Friehe farms with his family near Moses Lake, Wash. They primarily grow potatoes.

Friehe had a good feeling when he entered, noting the region produces good crops.

"We're kind of in that upper tier," he said. "It's always hard to say for sure, but it looked good all year, looked like it definitely had potential, so we identified that field and said, 'Let's put that one in the contest.'"

Friehe credits a combination of weather, good crop advisers who recommended front-loading nutrient management and a good team to execute the plan.

Friehe grew up on the farm and returned five years ago.

"I love the family piece of it, working with siblings and my parents," he said. "And then the cyclical seasonality — seeing crops go from start to finish throughout the year. There's something about working with nature, being dependent on nature, stewarding the land. I love the whole process of it."

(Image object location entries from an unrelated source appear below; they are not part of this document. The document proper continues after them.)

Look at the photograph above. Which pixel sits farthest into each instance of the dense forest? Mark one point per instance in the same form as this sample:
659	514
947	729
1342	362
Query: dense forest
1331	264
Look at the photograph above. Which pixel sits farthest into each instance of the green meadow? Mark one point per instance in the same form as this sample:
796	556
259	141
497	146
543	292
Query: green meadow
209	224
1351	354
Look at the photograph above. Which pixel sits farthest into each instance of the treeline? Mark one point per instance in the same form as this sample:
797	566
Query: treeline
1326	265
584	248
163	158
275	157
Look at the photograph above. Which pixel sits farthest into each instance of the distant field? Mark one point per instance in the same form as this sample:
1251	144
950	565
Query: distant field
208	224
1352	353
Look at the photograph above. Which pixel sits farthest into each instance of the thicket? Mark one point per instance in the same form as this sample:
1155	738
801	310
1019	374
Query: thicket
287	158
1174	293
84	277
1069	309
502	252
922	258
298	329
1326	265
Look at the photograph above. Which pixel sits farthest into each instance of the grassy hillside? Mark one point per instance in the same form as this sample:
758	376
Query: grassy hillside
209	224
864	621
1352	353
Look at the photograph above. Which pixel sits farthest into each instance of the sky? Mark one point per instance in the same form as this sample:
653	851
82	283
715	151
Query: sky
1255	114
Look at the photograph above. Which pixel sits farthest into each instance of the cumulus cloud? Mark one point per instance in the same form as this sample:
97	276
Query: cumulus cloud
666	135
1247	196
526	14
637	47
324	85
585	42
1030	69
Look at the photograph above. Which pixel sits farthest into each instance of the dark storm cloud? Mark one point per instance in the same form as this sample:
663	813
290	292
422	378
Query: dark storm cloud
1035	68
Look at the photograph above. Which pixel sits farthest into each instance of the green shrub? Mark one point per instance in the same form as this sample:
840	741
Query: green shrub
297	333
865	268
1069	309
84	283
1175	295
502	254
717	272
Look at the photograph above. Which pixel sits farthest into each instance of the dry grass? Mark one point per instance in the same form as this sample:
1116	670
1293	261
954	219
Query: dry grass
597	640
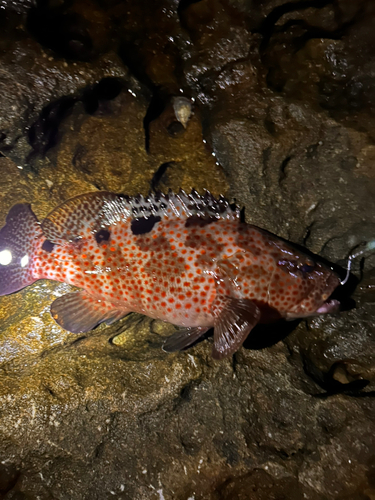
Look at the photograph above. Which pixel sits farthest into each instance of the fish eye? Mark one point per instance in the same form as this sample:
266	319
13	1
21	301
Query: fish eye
307	267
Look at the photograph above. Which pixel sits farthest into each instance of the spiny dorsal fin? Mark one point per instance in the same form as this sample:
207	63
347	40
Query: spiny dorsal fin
92	211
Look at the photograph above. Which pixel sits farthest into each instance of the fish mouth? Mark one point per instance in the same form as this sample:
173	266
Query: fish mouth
328	307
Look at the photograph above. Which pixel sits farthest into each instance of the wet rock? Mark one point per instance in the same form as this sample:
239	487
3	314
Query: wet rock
283	98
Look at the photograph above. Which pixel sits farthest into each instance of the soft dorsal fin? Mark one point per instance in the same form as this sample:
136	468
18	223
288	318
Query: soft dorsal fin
92	211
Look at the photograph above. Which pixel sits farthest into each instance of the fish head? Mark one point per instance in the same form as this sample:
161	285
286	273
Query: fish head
302	286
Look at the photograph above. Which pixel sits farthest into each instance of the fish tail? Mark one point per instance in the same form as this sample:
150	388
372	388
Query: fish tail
17	243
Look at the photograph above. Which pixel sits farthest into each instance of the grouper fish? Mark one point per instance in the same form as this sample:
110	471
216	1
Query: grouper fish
182	258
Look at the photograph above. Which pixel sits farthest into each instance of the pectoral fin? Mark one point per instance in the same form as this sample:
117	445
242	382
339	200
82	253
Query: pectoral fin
234	319
183	338
80	312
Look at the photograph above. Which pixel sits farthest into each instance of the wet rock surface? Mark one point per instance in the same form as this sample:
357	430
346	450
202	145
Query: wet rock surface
271	104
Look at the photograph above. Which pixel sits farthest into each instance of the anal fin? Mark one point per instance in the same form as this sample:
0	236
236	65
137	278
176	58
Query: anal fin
80	312
183	338
234	320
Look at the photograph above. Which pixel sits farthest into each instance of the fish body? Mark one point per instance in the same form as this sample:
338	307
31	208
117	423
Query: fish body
185	259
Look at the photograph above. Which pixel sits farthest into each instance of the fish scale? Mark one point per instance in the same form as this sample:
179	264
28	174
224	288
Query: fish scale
185	259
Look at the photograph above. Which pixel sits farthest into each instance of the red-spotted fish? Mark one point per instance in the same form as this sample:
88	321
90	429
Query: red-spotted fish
185	259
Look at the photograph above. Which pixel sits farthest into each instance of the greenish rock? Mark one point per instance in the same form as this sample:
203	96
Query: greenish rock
283	96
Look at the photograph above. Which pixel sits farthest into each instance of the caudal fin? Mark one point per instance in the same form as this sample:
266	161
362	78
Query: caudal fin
17	240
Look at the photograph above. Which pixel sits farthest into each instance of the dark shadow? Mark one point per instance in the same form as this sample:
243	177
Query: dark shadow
66	33
263	336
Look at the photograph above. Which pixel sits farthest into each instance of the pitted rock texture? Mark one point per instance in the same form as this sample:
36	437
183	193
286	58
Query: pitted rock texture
282	121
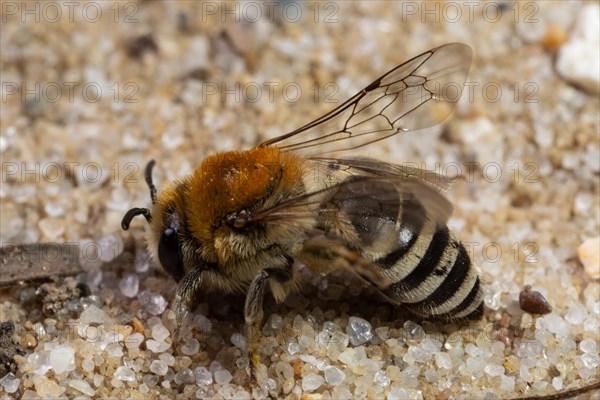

Friehe plans to enter the contest again next year. He'd be inclined to raise more wheat, he said, so long as the prices are high.

Placing so high in the contest also helps, though.

"It definitely changes the conversation — we've kind of had a big push to replace wheat and do something else," he said. "Getting these types of yields definitely keeps it in the conversation. It'll probably never go away."

Friehe is one of four farmers the foundation lists as a top "bin buster" in its annual wheat yield contest:

• Bruce Ruddenklau of Amity, Ore., placed first in the dryland winter wheat category with 191.17 bushels per acre, using the Oregon State University variety Rosalyn.

• Trevor Stout of Genesee, Idaho, placed first in the dryland spring wheat category with 139.22 bushels per acre, using the WestBred variety WB9303.

• Terry Wilcox of Rexburg, Idaho, placed first in the irrigated spring wheat category, with 172.6 bushels per acre, using the WestBred variety WB9668.

The foundation received a record 418 entries, up from 397 last year.

"COVID-19 created many setbacks for growers across the country," foundation board president David Cleavinger said in a press release "It is exciting to see that it did not prevent wheat farmers from participating in this year’s contest."

Other Northwest high yield winners:

Irrigated spring wheat

• Dallin Wilcox, of Madison County, Idaho, with 167.02 bushels per acre.

• James Getzinger of Grant County, Wash., with 164.34 bushels per acre.

Dryland spring wheat

Randy Duncan of Benewah County, Washington, with 125.79 bushels per acre

Tom Duyck of Washington County, Ore., with 123.6 bushels per acre.

Irrigated winter wheat

• Joel Zwainz of Lincoln County, Wash., with 197.15 bushels per acre.

• Rylee Reynolds, of Twin Falls County, Idaho, with 196.85 bushels per acre.

Dryland winter wheat

• John Dixon of Garfield County, Wash., with 189.97 bushels per acre

• Doug Stout of Latah County, Idaho, with 179.91 bushels per acre.

Winners are selected by the percentage increase their yield exceeds the most recent five-year county average as determined by USDA.